Following the findings, a quiz has been created testing your knowledge of extreme engineering feats.
The survey also found uniqueness, how much of an engineering marvel it is and the innovation that’s involved are the key elements that would make something worthy of being considered a modern wonder.
And 40 percent think it’s time for a new list of modern wonders of the world – with nine being seen as the ideal number.
Stonehenge, the Eiffel Tower and the Louvre in Paris were the most visited iconic locations, followed by the colosseum in Rome, Barcelona’s Sagrada Familia and the Sistine Chapel in Vatican City.
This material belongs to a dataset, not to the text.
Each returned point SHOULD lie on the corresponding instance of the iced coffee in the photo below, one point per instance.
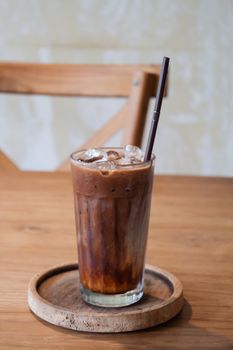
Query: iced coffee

When deciding which impressive sights are worth visiting, family and friends, TV shows and Google were the most common sources of inspiration.
Looking to the future, modern feats of engineering respondents would like to see included zero waste communities, smart eco-cities and sky gardens and farms.
However, in the present, 62 percent find it ‘mind bending’ at times thinking about how some modern buildings have been built.
And one in six come up with their own theories on how they were created, according to the OnePoll data.
Stonehenge, the Great Wall of China and the pyramid of Giza were the creations that left respondents most baffled.
It also emerged 59 percent reckon it’s crucial for the UK to continue constructing remarkable buildings and landmarks that solidify the country’s significance on the global map.
Building Impossible with Daniel Ashville takes viewers on an exploration of the world’s most extraordinary and precarious builds – from the construction of the largest ocean-going cruise liner, ‘Icon of the Seas’ in Finland to the ground-breaking Brenner Tunnel beneath the Alps.
Simon Raikes, commissioning editor at National Geographic, said: “Sometimes it does really feel like the impossible has been made possible when you look at so many feats of engineering across the world.
“Every one of the cutting-edge stadiums, bridges, ships, tunnels, and aircraft Daniel visits is pushing the limits of modern engineering – and so this series offers a fascinating insight into the imagination, ingenuity, and sheer hard work required to build the impossible.”